Archive for the 'McDonnell v. United States' Category
A theme appearing in a number of post-McDonnell commentaries and editorials is that the Court has made more difficult the prosecution of bribery-based public corruption. It is certainly true that the Court has pared down the reading that could be given to bribery, and especially of the pay to play sort: paying for access alone, in the “typical form, such as arranging a meeting or phone call for someone to make a case for government action. As a practical matter, however, there remains considerable peril in access-buying. How much of a problem prosecutors will now face in bringing these cases is an open question.
In many corruption cases, some person’s (P’s) wish to have official A contact official B, to open up the channels of communication and advocacy, does not arise because B is somehow unavailable. B is or has been available, just not on the terms that the private party finds advantageous. B might rarely takes private meetings, requiring more formal submissions, or delegates much of the responsibility for face-to face encounters to staff. Or B has had the meeting with others present, and P would like a more private discussion. Or B has had the meeting, and P wants another, not confident that the first did the trick.
So P is looking for something he could not otherwise get, or so he believes, by having A ask B to provide the opportunity. Because B might not otherwise grant the audience, B is getting a message from A in many such cases—that A has a special interest in P, if not in P’s cause.
Depending on the facts, these circumstances, usually together with other facts, can constitute a trial question of exerted “pressure” from A on B, which the Court in McDonnell retained within its narrowed definition of “official act.” Neither P nor A are in the clear if P provided benefits to A in return for help with B.
A unanimous Supreme Court held Monday that it is not - certainly not under any and all circumstances - a crime for someone to pay for "access" to government decision-makers. Careful not to say so too explicitly, the court is signaling that political favor-seeking fueled by cash and gifts may well be repellent, but there is only so much the legal system can - or should - do about it.

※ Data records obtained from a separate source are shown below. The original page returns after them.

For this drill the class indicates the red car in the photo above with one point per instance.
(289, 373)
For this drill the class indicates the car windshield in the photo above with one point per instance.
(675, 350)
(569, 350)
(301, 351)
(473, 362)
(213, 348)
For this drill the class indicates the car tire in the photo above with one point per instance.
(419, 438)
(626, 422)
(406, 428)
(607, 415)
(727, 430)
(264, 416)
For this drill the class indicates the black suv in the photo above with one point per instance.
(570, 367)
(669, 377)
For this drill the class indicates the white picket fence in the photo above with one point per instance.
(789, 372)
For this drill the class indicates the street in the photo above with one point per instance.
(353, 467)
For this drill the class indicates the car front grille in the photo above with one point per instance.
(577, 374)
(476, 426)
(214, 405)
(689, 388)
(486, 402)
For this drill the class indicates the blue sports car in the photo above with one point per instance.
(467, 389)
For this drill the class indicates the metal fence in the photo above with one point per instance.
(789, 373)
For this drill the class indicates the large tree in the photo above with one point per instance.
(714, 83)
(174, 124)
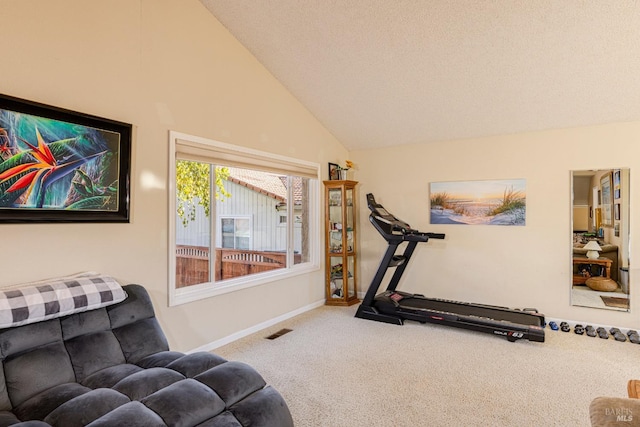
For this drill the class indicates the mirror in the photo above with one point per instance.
(600, 241)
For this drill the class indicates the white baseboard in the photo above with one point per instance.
(256, 328)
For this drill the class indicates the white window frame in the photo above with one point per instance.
(205, 290)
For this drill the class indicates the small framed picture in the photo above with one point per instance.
(334, 172)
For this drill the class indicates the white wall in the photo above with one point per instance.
(161, 65)
(526, 266)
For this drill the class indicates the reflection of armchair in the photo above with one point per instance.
(608, 251)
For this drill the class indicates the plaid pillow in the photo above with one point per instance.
(48, 299)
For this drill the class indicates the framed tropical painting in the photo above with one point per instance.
(58, 165)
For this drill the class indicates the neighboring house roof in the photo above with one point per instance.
(271, 185)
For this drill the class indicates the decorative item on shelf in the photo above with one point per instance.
(593, 249)
(341, 268)
(337, 172)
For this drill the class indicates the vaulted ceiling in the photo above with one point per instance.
(381, 72)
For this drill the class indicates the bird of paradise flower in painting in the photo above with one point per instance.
(72, 172)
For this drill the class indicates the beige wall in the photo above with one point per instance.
(167, 64)
(160, 65)
(526, 266)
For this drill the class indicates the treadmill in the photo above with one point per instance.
(392, 306)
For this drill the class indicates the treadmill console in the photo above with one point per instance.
(392, 227)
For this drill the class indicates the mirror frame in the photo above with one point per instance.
(608, 214)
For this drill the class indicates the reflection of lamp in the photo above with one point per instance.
(592, 249)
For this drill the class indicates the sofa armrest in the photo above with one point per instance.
(614, 411)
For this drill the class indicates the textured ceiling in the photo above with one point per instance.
(384, 72)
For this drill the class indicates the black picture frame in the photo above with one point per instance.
(334, 172)
(58, 165)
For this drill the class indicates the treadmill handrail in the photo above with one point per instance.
(393, 228)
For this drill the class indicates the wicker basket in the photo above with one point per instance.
(602, 284)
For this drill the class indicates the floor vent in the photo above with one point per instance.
(278, 334)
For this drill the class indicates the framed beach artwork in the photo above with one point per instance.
(58, 165)
(483, 202)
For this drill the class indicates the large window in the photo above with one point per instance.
(240, 217)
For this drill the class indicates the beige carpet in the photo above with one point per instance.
(335, 370)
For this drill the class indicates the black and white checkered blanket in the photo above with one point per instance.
(47, 299)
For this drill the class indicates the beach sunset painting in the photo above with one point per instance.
(487, 202)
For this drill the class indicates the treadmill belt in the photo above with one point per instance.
(496, 313)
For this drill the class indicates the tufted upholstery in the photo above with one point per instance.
(112, 367)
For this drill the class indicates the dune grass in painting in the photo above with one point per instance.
(491, 202)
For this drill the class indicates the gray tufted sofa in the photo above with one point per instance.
(111, 366)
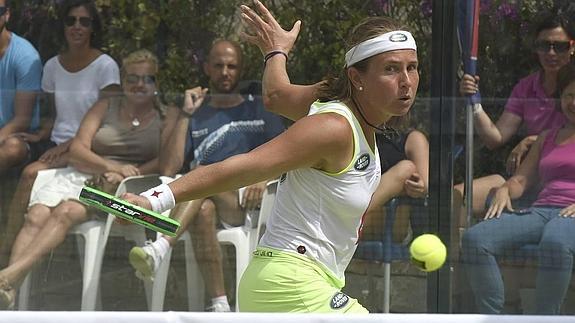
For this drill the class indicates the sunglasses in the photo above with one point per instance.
(84, 21)
(544, 46)
(135, 79)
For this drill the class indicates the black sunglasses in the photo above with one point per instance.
(84, 21)
(544, 46)
(135, 79)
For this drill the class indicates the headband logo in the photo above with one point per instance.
(399, 37)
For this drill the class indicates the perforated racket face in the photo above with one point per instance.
(128, 211)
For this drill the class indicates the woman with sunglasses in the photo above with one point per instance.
(73, 81)
(549, 222)
(531, 106)
(118, 137)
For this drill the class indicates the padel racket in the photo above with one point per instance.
(128, 211)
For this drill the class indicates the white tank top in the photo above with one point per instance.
(319, 214)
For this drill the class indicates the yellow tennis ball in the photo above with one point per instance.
(428, 253)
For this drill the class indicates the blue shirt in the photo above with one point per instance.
(20, 70)
(214, 134)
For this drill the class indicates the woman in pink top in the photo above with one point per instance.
(550, 222)
(531, 104)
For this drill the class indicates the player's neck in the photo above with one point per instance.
(225, 100)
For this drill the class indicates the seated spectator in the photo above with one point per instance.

Amid all the election-year talk about a "rigged" political system, the room left by this opinion for pay-to-play politics strikes a somewhat discordant note. Two years ago, in a case involving overall contribution limits, Chief Justice John G. Roberts Jr. wrote that contributors can reasonably expect some measure of "ingratiation and access." Now, Roberts has taken another, aggressive step in that same direction, this time involving personal gifts rather than political contributions. He has brought the court along with the view that the bribery laws don't necessarily reach purely personal benefits provided to a government official in return for help arranging meetings or scheduling calls.